The most impressive aspect of the church is the square tower with broached octagonal belfry (containing one bell) and stone spire, standing at the west end of the south aisle. Looking almost primitive in its vigour, St. Mary’s tower is a brilliant adaptation of basic forms observed in the two Cornish medieval steeples at Cubert and Lostwithiel. The plan of the church comprises a chancel, nave and three bay south aisle, each having a separate gabled roof. Early descriptions of the church suggest the original seating to be 360. The porch was an addition some time after 1886 and would seem to have been merely a separated area using wood screens much the same as it is today and could have originally been a seated area.
Regrettably, the stone used in the construction of the tower was so porous that the tower has constantly leaked during long periods of rain and water ran down the interior surfaces of the tower. The situation has been a constant concern since construction in 1849 and has reached critical proportions in 2017 when the parish was advised that major renovation work was needed to ensure the continued stability and safety of the tower.
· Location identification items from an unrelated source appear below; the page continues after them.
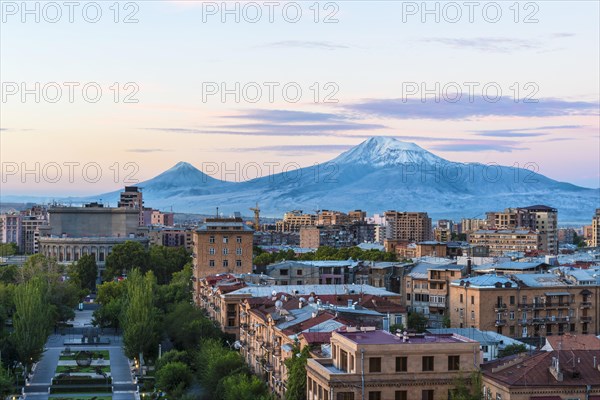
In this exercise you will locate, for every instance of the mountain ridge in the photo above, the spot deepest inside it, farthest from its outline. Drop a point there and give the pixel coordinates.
(379, 174)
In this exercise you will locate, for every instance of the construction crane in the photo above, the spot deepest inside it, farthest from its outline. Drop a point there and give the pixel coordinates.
(256, 217)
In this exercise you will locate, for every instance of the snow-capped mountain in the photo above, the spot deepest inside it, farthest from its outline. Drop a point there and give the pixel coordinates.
(377, 175)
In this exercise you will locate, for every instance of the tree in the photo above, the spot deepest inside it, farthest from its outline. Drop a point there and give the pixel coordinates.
(31, 321)
(85, 272)
(139, 316)
(110, 297)
(8, 249)
(512, 349)
(186, 325)
(296, 366)
(214, 362)
(124, 258)
(467, 389)
(174, 378)
(417, 321)
(242, 387)
(165, 261)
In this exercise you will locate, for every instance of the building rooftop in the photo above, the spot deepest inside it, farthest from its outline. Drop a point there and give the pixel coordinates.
(383, 337)
(572, 342)
(306, 290)
(483, 337)
(578, 368)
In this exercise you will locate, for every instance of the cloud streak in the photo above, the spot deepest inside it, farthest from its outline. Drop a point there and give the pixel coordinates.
(477, 107)
(307, 44)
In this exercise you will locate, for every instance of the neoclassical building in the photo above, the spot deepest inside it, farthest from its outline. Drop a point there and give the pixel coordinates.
(91, 229)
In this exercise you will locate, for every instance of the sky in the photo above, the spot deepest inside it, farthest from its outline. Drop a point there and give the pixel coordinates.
(98, 95)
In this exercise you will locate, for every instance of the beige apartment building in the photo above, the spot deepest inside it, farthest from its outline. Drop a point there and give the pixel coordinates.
(525, 305)
(410, 226)
(545, 375)
(502, 242)
(595, 242)
(378, 365)
(539, 218)
(222, 245)
(294, 220)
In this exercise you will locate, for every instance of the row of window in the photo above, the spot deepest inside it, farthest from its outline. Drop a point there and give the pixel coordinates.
(427, 364)
(238, 251)
(211, 239)
(238, 263)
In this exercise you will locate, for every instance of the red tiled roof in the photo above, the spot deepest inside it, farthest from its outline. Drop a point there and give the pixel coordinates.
(534, 370)
(316, 337)
(574, 342)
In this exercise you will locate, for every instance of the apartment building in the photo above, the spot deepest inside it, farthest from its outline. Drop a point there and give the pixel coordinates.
(427, 288)
(527, 305)
(271, 326)
(378, 365)
(132, 197)
(506, 241)
(539, 218)
(595, 234)
(554, 375)
(222, 245)
(294, 220)
(410, 226)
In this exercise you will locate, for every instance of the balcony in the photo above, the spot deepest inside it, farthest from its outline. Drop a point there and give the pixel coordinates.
(585, 304)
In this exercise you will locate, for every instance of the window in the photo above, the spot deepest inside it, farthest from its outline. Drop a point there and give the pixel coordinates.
(453, 363)
(374, 395)
(401, 395)
(374, 364)
(401, 364)
(427, 363)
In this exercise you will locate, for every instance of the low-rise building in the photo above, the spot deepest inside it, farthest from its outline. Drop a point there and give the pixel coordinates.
(379, 365)
(553, 375)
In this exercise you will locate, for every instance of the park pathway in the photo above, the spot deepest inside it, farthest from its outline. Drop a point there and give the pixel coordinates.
(123, 386)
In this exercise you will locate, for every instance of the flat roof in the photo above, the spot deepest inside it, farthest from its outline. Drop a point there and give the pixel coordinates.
(384, 337)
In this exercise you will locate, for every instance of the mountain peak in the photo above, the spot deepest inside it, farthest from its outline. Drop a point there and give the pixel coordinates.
(387, 151)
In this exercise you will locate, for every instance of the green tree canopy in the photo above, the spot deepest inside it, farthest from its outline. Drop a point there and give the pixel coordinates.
(31, 321)
(174, 378)
(124, 258)
(85, 272)
(139, 317)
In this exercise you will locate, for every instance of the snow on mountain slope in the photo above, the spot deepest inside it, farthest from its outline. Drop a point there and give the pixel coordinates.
(377, 175)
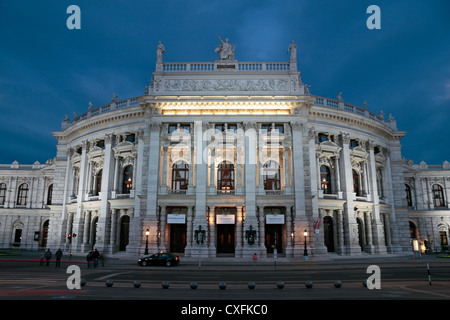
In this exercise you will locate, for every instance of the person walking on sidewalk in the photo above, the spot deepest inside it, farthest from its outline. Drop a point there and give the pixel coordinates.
(95, 256)
(48, 256)
(89, 258)
(41, 263)
(58, 256)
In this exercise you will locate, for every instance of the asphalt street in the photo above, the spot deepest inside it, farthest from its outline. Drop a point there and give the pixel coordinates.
(400, 278)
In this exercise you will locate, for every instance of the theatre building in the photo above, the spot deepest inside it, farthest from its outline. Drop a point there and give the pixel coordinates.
(226, 158)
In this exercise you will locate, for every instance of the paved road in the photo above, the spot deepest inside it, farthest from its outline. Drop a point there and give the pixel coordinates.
(401, 278)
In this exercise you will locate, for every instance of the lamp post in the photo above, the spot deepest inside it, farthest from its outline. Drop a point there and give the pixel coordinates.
(305, 251)
(146, 241)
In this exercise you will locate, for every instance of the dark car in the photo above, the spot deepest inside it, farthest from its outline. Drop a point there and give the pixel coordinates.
(159, 259)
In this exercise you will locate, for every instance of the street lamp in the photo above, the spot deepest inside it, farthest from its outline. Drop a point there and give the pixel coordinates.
(305, 252)
(146, 241)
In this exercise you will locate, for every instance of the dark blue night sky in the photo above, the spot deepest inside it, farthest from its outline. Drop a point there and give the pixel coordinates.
(47, 70)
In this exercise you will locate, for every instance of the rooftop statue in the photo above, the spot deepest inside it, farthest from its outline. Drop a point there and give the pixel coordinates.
(293, 49)
(225, 51)
(159, 52)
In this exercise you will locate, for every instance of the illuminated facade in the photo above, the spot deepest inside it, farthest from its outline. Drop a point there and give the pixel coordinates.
(239, 152)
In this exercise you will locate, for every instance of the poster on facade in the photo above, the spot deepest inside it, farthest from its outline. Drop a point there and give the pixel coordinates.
(225, 219)
(176, 218)
(274, 219)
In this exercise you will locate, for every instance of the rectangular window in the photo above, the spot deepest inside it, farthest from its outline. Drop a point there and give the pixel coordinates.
(265, 127)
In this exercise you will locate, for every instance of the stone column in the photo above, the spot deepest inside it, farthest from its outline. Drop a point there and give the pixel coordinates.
(239, 234)
(200, 218)
(301, 220)
(350, 225)
(78, 219)
(368, 226)
(377, 227)
(150, 219)
(261, 233)
(340, 230)
(212, 232)
(163, 224)
(104, 220)
(189, 233)
(289, 232)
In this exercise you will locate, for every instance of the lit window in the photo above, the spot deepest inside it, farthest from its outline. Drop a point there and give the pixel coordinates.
(356, 186)
(127, 179)
(325, 182)
(2, 193)
(438, 196)
(271, 176)
(98, 185)
(22, 195)
(180, 176)
(49, 194)
(225, 177)
(408, 195)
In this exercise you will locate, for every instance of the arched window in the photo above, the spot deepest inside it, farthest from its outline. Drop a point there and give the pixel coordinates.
(225, 177)
(325, 179)
(127, 179)
(98, 182)
(2, 193)
(356, 186)
(49, 194)
(180, 176)
(438, 196)
(380, 183)
(408, 195)
(271, 176)
(22, 195)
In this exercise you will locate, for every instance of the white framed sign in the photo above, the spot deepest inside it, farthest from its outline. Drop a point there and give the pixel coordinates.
(274, 218)
(176, 218)
(225, 219)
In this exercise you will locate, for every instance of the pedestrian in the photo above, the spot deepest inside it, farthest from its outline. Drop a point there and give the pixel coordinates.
(42, 257)
(95, 256)
(48, 256)
(89, 258)
(58, 256)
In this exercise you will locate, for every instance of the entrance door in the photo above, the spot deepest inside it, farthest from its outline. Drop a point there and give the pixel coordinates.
(225, 238)
(328, 233)
(177, 238)
(360, 233)
(124, 233)
(274, 237)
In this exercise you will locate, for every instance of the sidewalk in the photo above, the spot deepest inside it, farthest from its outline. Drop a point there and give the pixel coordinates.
(330, 260)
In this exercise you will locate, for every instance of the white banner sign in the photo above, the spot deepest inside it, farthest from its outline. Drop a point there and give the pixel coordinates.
(225, 219)
(176, 218)
(274, 219)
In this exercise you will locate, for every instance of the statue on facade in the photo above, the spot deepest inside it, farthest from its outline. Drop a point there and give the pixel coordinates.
(159, 52)
(293, 49)
(225, 51)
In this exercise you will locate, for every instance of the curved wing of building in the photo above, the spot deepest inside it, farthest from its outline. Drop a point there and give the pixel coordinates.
(225, 158)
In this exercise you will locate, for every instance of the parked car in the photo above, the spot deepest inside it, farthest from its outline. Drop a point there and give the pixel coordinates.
(159, 259)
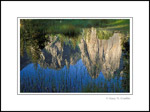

It was assessed that the remedial work could take up to 6 years at an estimated cost of £350,000. A grant of £198,600 was obtained from the Heritage Lottery Fund.
A £100,000 fund raising drive was initiated in 2018, which met its target in July 2020 The remaining balance being donated by three local business’s and personal donations.
The extensive repairs to the tower & spire and to the external walls of the church building were signed off in January 2020, with the total building works completed in June.
Photographs of the work in progress can be seen in 'Photographs of Recent Events'.
The church is no longer on Historic England's 'At Risk Register'.